The biopsy showed an acanthotic epidermis with remarkable orthokeratotic hyperkeratosis and hypergranulosis (Fig. 1A). The calcium deposit was located above the granular layer (Fig. 1B), and it was composed of large, coarse, diffuse deposits (Fig. 1C). The lower deposits were thick intracytoplasmic calcium granules coalescing into the large deposits all over the stratum corneum (Fig. 1D). Histochemical stain with von Kossa demonstrated positive granular coarse deposits in the keratin layer with a reinforcement of the cellular boundaries (Fig. 2). Our final diagnosis was calcified heloma durum (clavus).
Because the patient did not show any metabolic alteration, the most feasible mechanism is a dystrophic deposit in an area with marked changes of lichen simplex chronicus. However, we are not aware of any previous dystrophic change in the stratum corneum of the epidermis. We have only found examples of dystrophic calcification in the bursae underneath a heloma.5,6 We are also aware of examples of calcinosis cutis following trauma,7 even showing transepidermal elimination of the calcium.8 However, in such cases, the main deposit was located in the dermis, which was totally absent in our case. In addition, we have seen many examples of dystrophic calcification in the keratin contained within epidermal and follicular cysts, which has been suggested as the origin of scrotal calcinosis.9 However, the calcification in the cyst is probably the result of a favoring milieu, with matrical debris and sulfated mucopolysaccharides derived from exfoliated cells.9
Last, the deposit in our case could not be explained on phylogenetic bases: Animal horns base their hardness on a bone core and on a cover of compact keratin, with no calcium deposits in the latter.10
Following this observation, we additionally performed von Kossa stain in 13 clavi in which there was no evidence of calcium deposits in the hematoxylin–eosin stain (Table 1). To our surprise, a fine granular deposit was found in 4 of them (Fig. 3). Although in von Kossa technique a nonspecific precipitation can sometimes be observed, the latter was excluded by 2 facts: First, the granular deposits were located in the same section plane as the keratin layer (by moving the fine adjustment knob). Second, the granular deposits were exclusively located in the keratin layer (in a nonspecific precipitation, they can be indiscriminately found all over the biopsy).

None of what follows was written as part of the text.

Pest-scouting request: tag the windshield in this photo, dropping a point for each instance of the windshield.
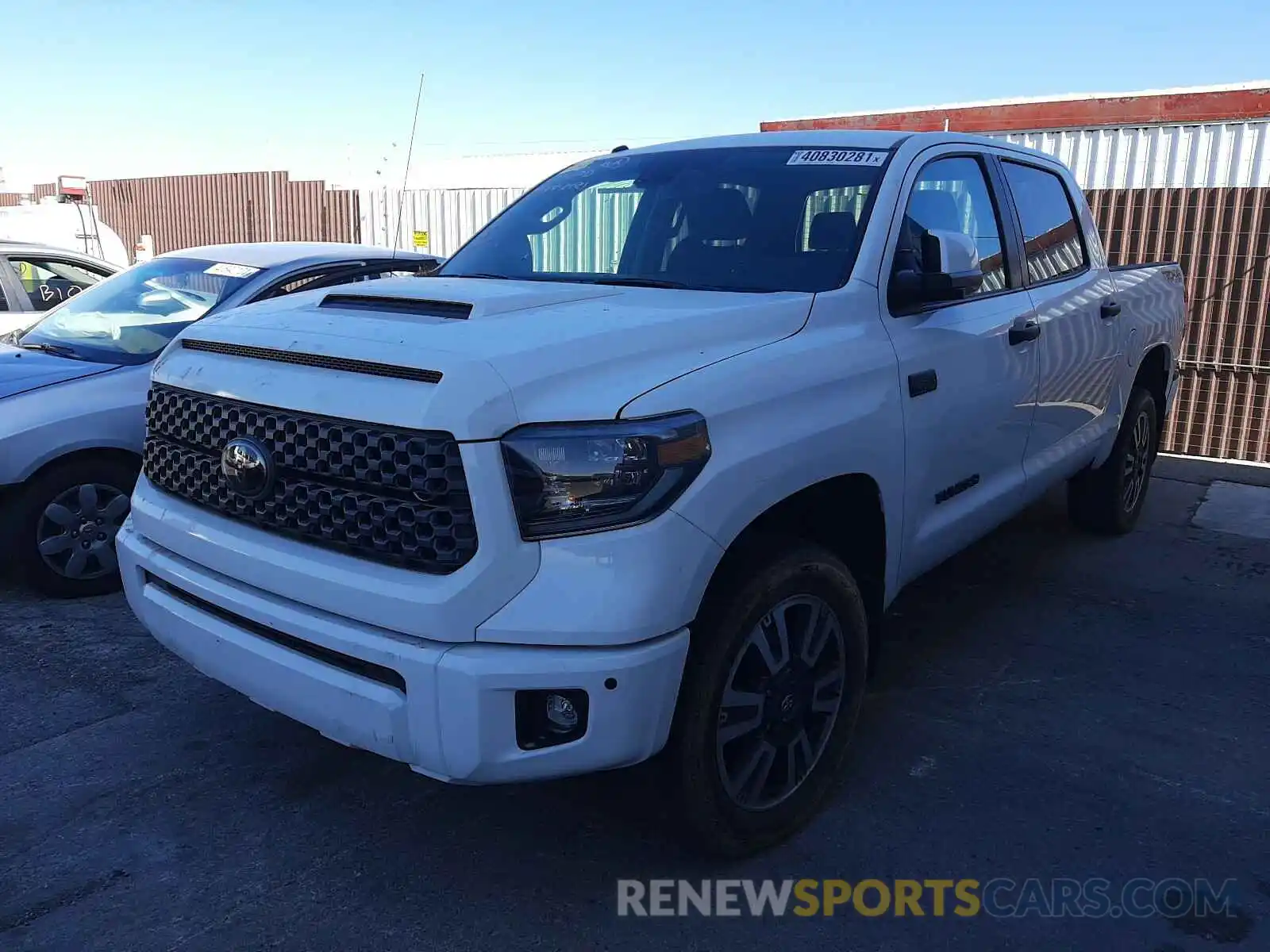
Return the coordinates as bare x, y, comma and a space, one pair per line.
130, 317
760, 219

In conclusion, fine calcium deposits are probably more frequent than we believe in cutaneous clavi. However, they hardly ever coalesce in coarse thick granular deposits as to be easily identified in the hematoxylin–eosin stain.
1. Nakamura Y, Muto M. Subepidermal calcified nodule of the knee with transepidermal elimination of calcium. J Dermatol. 2012;39:965–966.

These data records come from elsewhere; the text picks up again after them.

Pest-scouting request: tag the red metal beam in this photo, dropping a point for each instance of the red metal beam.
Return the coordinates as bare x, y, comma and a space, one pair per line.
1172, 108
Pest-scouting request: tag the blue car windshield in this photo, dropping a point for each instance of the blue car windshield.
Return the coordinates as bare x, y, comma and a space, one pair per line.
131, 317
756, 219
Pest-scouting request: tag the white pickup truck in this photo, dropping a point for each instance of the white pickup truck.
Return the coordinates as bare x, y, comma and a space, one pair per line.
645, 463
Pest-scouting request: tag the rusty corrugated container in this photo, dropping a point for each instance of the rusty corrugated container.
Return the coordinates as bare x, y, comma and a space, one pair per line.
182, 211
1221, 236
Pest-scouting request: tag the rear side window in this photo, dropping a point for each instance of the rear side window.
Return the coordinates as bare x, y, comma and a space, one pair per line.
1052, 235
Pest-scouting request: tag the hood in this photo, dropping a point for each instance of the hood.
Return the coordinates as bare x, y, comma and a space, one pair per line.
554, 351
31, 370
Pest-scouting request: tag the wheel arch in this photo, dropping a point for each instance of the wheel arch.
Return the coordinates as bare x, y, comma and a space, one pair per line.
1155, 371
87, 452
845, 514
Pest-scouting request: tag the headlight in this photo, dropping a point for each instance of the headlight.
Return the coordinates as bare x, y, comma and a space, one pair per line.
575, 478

2. Majima M, Kanai T, Oh-i T. A unique case of cutaneous calcinosis with transepidermal elimination. J Dermatol. 1992;19:306–313.
3. Maroon M, Tyler W, Marks VJ. Calcinosis cutis associated with syringomas: a transepidermal elimination disorder in a patient with Down syndrome. J Am Acad Dermatol. 1990;23(2 pt 2):372–375.

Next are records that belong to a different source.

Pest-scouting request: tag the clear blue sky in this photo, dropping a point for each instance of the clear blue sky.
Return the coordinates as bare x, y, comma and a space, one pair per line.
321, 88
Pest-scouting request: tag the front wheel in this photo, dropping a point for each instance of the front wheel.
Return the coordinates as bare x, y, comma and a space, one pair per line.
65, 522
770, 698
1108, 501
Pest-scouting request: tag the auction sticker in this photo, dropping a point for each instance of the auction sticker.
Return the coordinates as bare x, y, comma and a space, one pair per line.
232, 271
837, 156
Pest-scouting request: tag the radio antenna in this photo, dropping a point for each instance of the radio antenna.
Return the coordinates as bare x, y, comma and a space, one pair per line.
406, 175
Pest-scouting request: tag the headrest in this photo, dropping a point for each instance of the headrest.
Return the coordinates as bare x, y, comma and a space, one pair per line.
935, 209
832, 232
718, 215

4. Pitt AE, Ethington JE, Troy JL. Self-healing dystrophic calcinosis following trauma with transepidermal elimination. Cutis. 1990;45:28–30.
5. Rubin LM. Calcification of a bursa beneath a heloma durum. J Am Podiatry Assoc. 1967;57:335.
6. Roven MD. Heloma durum with calcified bursa. A case report. J Am Podiatry Assoc. 1968;58:517–518.
7. Sneddon IB, Archibald RM. Traumatic calcinosis of the skin. Br J Dermatol. 1958;70:211–214.
8. Larralde M, Giachetti A, Cáceres MR, et al. Calcinosis cutis following trauma. Pediatr Dermatol. 2005;22:227–229.
9. Shah V, Shet T. Scrotal calcinosis results from calcification of cysts derived from hair follicles: a series of 20 cases evaluating the spectrum of changes resulting in scrotal calcinosis. Am J Dermatopathol. 2007;29:172–175.
10. Hieronymus TL, Witmer LM, Ridgely RC. Structure of white rhinoceros (Ceratotherium simum) horn investigated by X-ray computed tomography and histology with implications for growth and external form. J Morphol. 2006;267:1172–1176.